Cheslin Kolbe. John Davidson / www.photosport.nz

What to do with ball in hand?

If you look at the stats, the Highlanders edged the Stormers in terms of territory (51-49%), but the Stormers had more possession (46-54%) than the hosts. Another puzzling stat showed that the Stormers made more carries (111-131) than the Highlanders, which highlights the fact the Stormers don’t, or didn’t, know what to do with ball-in-hand. Again, they managed to score only two tries as opposed to the Highlanders’ nine, so needless to say the Highlanders did much more with the possession they had. From handling errors to poor decision-making, the Stormers are going to have to start making the right decisions when they have possession, because at the moment it seems like they can’t think clearly and execute well under pressure.

Not aggressive enough at the breakdowns

Again, this is an area where the Stormers looked competitive early on, and that competitiveness faded as the match progressed. They were overpowered by the Highlanders’ physicality and aggression at the rucks, and the hosts’ speed and intensity on the ground were also a mismatch for the Cape side.

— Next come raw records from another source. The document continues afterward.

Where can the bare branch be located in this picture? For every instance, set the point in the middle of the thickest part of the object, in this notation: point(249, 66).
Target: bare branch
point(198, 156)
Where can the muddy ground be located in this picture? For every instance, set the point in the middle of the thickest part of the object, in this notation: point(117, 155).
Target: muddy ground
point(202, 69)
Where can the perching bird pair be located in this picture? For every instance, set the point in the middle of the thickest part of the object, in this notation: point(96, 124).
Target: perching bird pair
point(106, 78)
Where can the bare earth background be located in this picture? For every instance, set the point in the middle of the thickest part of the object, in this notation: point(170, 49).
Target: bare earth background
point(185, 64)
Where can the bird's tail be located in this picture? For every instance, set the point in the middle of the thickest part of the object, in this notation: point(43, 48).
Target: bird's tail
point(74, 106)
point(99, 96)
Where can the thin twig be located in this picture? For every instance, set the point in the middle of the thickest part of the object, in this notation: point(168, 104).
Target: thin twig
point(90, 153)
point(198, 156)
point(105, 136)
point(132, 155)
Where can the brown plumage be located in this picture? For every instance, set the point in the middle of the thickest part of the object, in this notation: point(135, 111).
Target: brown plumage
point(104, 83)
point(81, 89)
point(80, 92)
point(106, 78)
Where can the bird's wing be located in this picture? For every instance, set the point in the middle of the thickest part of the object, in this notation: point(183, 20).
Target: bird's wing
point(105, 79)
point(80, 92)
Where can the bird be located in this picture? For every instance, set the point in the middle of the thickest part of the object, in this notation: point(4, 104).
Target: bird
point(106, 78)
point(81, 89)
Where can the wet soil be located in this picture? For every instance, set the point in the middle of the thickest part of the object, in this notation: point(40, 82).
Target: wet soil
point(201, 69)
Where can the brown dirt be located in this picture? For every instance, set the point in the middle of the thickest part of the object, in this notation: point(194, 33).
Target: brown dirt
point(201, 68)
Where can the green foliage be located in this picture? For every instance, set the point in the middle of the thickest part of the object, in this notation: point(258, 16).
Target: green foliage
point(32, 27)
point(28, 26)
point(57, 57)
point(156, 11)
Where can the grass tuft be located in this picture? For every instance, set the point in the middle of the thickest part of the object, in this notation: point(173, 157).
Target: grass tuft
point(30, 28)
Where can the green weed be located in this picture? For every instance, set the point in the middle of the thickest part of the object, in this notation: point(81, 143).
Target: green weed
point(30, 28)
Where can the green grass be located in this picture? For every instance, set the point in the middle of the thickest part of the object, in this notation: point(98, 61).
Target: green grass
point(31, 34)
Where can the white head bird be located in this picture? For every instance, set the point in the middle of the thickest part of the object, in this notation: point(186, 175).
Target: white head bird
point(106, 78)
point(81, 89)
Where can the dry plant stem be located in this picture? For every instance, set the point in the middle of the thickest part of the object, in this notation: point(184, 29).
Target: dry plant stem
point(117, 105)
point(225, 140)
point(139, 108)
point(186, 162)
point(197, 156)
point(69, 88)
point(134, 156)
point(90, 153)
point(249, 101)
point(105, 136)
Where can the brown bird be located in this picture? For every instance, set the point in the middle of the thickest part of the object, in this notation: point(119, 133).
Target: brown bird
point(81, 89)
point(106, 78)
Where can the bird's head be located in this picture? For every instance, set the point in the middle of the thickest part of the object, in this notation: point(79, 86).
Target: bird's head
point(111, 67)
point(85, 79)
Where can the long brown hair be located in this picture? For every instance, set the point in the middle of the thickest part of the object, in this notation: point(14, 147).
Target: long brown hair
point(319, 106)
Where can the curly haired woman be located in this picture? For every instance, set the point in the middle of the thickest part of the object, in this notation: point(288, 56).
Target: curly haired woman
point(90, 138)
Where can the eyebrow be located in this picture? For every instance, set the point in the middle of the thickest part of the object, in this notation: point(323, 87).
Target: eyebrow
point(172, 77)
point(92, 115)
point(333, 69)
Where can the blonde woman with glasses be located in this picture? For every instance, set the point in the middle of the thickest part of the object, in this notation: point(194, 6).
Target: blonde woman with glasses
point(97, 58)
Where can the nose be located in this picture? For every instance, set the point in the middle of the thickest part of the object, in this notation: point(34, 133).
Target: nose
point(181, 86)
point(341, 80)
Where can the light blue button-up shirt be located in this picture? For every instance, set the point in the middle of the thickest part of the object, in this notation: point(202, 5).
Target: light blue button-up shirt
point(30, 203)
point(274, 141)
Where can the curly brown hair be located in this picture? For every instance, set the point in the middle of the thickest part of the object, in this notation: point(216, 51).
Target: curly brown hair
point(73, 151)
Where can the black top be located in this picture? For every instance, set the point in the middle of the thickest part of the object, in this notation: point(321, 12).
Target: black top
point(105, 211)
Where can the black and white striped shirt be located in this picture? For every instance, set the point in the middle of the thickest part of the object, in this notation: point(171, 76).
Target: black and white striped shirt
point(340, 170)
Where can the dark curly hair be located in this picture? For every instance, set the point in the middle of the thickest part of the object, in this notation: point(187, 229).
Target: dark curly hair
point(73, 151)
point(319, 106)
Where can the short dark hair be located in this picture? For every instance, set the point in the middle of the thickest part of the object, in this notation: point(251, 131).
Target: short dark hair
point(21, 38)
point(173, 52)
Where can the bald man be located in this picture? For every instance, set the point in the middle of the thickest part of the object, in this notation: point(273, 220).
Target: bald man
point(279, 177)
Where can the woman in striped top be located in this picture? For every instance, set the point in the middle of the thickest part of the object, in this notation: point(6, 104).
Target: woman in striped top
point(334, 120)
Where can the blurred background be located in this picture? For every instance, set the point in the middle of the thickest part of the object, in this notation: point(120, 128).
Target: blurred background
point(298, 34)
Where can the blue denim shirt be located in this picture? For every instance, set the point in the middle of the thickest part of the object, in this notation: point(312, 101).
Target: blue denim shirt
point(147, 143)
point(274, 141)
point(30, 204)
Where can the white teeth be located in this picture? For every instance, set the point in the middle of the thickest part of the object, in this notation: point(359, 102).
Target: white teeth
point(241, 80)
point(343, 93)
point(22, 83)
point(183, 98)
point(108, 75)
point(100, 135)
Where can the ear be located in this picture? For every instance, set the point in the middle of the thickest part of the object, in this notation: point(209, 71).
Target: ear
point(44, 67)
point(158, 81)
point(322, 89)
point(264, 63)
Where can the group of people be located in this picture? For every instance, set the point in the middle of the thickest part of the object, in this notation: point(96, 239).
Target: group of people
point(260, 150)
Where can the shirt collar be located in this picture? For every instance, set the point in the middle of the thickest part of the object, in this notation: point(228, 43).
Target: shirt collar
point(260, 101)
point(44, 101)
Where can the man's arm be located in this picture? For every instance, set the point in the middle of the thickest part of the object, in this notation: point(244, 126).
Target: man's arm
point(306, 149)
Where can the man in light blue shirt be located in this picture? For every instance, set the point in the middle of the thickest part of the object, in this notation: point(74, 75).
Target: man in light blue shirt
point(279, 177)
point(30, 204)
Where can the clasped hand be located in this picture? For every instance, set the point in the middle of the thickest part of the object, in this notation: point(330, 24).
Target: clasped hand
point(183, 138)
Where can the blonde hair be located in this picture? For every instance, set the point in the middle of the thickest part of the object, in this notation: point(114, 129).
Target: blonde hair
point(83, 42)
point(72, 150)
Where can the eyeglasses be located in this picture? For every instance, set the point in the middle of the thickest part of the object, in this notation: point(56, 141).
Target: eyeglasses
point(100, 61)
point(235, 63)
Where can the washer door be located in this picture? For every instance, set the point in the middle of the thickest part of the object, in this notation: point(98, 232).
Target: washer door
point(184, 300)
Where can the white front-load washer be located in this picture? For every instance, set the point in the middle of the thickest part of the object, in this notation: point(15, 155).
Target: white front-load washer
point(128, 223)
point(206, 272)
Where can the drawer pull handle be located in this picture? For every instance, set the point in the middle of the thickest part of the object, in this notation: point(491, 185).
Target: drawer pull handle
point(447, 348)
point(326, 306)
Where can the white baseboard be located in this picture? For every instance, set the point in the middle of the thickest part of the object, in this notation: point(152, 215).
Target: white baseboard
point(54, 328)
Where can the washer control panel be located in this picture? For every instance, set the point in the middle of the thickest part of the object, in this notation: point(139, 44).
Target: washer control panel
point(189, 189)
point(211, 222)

Fleck has mixed and matched his loose trio combinations, and starting Pieter-Steph du Toit at blindside flank as opposed to lock against the Crusaders and the Highlanders was his way of balancing the back row. 

Yes, Du Toit did well in Dunedin in terms of tackles made and his ball-carrying was decent, but it’s not exactly as if he got in behind the Highlanders’ defence any more than Siya Kolisi, Nizaam Carr or Sikhumbuzo Notshe could. Physically Du Toit can definitely add to the loose trio, but he’s not exactly a prime candidate when it comes to getting to the breakdowns first. And although Fleck has brought Du Toit in at blindside flank over the past two weeks and not to compete for the ball, the Stormers still need someone with the pace and agility to counter the breakdown onslaught from opponents, especially New Zealand opponents.